For Peptide, Antibody, Hormone, and Protein Detection
Enzyme-linked immunosorbent assays (ELISA) are the most common method for ligand-binding assays and a core competency for the BioAgilytix team. We use ELISA in both its original and automation-powered forms as a fast, reliable, and cost-effective platform for analyte quantification to support bioanalysis across all modalities and analyses, including pharmacokinetics, anti-drug antibody, and biomarkers.
BioAgilytix’s ELISA method expertise
BioAgilytix offers ELISA services as a central competency and has extensive experience developing, optimizing, and validating ELISA tests. Our team is proficient in single analyte and multiplexed analyses, with traditional colorimetric readouts as well as electrochemiluminescence readouts with MSD technology. We run bioanalytical ELISAs across the range of biological matrices — from serum and plasma to urine and cell/tissue lysate. In fact, we have developed ELISA assays for:
- Infectious diseases
- Oncology biomarkers
- Autoimmune diseases
- Food toxins
- Drug testing
- Signal transduction
Our equipment includes Biotek Synergy 2 and NEO plate reader instruments, Grifols Triturus automated platform, Molecular Devices SpectraMax 380 and m5e plate readers, as well as M5e and QuickPlex SQ120.
Our scientific team brings extensive, proven experience working with this popular platform to deliver high-precision, high-throughput assays to support testing of biologics, cell therapies, and gene therapies. We often leverage ELISA to meet our clients’ most demanding ligand-binding assay challenges.
ELISA applications across the drug development lifecycle
The ELISA method is one of the most diverse available, with applications throughout healthcare and small or large molecule laboratory science. The platform comes in a variety of formats including direct, indirect, sandwich, and competitive, each with its own optimal applications.
As a bioanalytical laboratory that harnesses a variety of platforms, BioAgilytix most frequently leverages ELISA in our work with biomarkers, immunogenicity, pharmacokinetics (PK), and cell-based assays. ELISA can be employed across a multitude of research areas, including oncology, cardiovascular, neuroscience, and gene and cell therapies.
KEY ELISA BENEFITS:
High precision and wide dynamic range
Even after decades of widespread use, the ELISA method is still widely regarded for its many advantages. ELISAs offer high sensitivity, specificity, adaptability, and reliability when compared to other techniques.
The ELISA plate will either passively bind antibodies or proteins, or it can be actively coated with a labeled reagent. The target molecule for the assay is then captured on the plate through specific binding to the coated reagents in the wells. The plate is developed by adding a series of reagents to detect the target molecule which produces a visible signal which can be measured as an indication of the quantity of antigen that is captured.
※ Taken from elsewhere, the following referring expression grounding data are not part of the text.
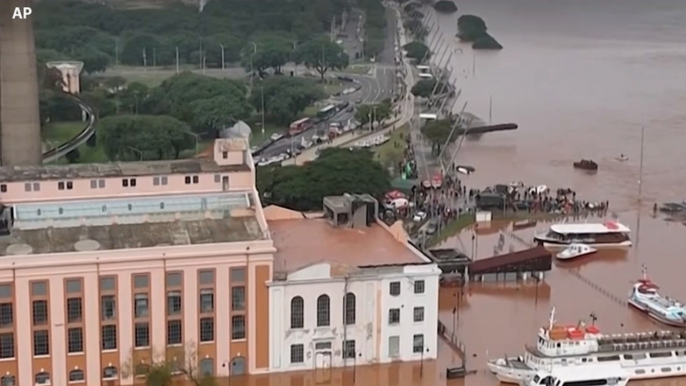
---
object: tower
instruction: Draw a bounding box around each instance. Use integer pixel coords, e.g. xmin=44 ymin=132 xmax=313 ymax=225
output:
xmin=0 ymin=0 xmax=42 ymax=166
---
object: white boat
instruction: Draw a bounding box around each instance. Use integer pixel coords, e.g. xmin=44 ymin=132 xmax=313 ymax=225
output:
xmin=628 ymin=266 xmax=686 ymax=328
xmin=487 ymin=307 xmax=686 ymax=384
xmin=616 ymin=154 xmax=629 ymax=162
xmin=555 ymin=243 xmax=597 ymax=260
xmin=523 ymin=369 xmax=629 ymax=386
xmin=534 ymin=221 xmax=632 ymax=248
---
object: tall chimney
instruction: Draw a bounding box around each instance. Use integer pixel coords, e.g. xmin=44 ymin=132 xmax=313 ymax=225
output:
xmin=0 ymin=0 xmax=42 ymax=166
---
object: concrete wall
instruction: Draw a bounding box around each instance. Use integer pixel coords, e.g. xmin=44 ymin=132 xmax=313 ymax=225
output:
xmin=0 ymin=0 xmax=42 ymax=166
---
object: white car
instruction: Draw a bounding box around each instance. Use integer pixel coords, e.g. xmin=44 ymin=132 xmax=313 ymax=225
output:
xmin=270 ymin=133 xmax=284 ymax=141
xmin=413 ymin=211 xmax=427 ymax=222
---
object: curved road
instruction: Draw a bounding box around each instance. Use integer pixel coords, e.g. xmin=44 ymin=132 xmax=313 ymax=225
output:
xmin=42 ymin=93 xmax=97 ymax=164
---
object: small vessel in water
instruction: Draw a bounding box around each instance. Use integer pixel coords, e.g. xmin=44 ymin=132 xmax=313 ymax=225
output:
xmin=616 ymin=153 xmax=629 ymax=162
xmin=555 ymin=243 xmax=597 ymax=260
xmin=534 ymin=221 xmax=632 ymax=248
xmin=628 ymin=266 xmax=686 ymax=328
xmin=573 ymin=159 xmax=598 ymax=171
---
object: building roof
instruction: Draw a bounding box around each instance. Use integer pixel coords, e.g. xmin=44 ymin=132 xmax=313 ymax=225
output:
xmin=0 ymin=159 xmax=249 ymax=183
xmin=268 ymin=218 xmax=427 ymax=274
xmin=468 ymin=246 xmax=552 ymax=274
xmin=550 ymin=221 xmax=630 ymax=235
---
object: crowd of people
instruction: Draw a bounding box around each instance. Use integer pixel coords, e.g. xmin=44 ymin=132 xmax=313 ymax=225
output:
xmin=476 ymin=184 xmax=610 ymax=215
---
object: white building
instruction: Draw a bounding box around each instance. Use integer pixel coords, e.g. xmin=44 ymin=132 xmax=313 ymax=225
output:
xmin=264 ymin=195 xmax=441 ymax=373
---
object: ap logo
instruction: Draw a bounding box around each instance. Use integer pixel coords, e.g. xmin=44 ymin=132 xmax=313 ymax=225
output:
xmin=12 ymin=7 xmax=32 ymax=19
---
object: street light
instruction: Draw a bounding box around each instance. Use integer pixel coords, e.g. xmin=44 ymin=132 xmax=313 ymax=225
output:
xmin=220 ymin=44 xmax=225 ymax=70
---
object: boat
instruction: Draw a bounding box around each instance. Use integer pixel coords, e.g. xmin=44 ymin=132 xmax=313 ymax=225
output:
xmin=628 ymin=267 xmax=686 ymax=328
xmin=486 ymin=307 xmax=686 ymax=384
xmin=573 ymin=159 xmax=598 ymax=171
xmin=616 ymin=154 xmax=629 ymax=162
xmin=555 ymin=243 xmax=597 ymax=260
xmin=524 ymin=369 xmax=629 ymax=386
xmin=534 ymin=221 xmax=632 ymax=248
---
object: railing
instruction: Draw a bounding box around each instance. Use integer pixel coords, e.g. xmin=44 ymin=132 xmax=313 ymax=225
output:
xmin=42 ymin=92 xmax=98 ymax=164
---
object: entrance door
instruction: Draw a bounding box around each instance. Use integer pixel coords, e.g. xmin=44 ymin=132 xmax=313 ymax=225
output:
xmin=231 ymin=357 xmax=245 ymax=375
xmin=314 ymin=352 xmax=332 ymax=384
xmin=222 ymin=176 xmax=229 ymax=191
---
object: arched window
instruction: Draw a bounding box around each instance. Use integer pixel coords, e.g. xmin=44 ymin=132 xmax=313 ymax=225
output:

This binding and immobilization of reagents makes it easy to separate bound from non-bound material during the assay and wash away nonspecific materials to sell.
How the ELISA method works
The ELISA method is designed for detecting and quantifying substances such as peptides, proteins, antibodies, and hormones, and is typically performed on a 96-well plate. In a traditional colorimetric or enzymatic ELISA, detection is completed by assessing the overall signal after incubation with a substrate.
ELISAs can be paired with laboratory automation techniques to dramatically improve throughput and sensitivity. Such advancements include automated plate washing and automated readouts.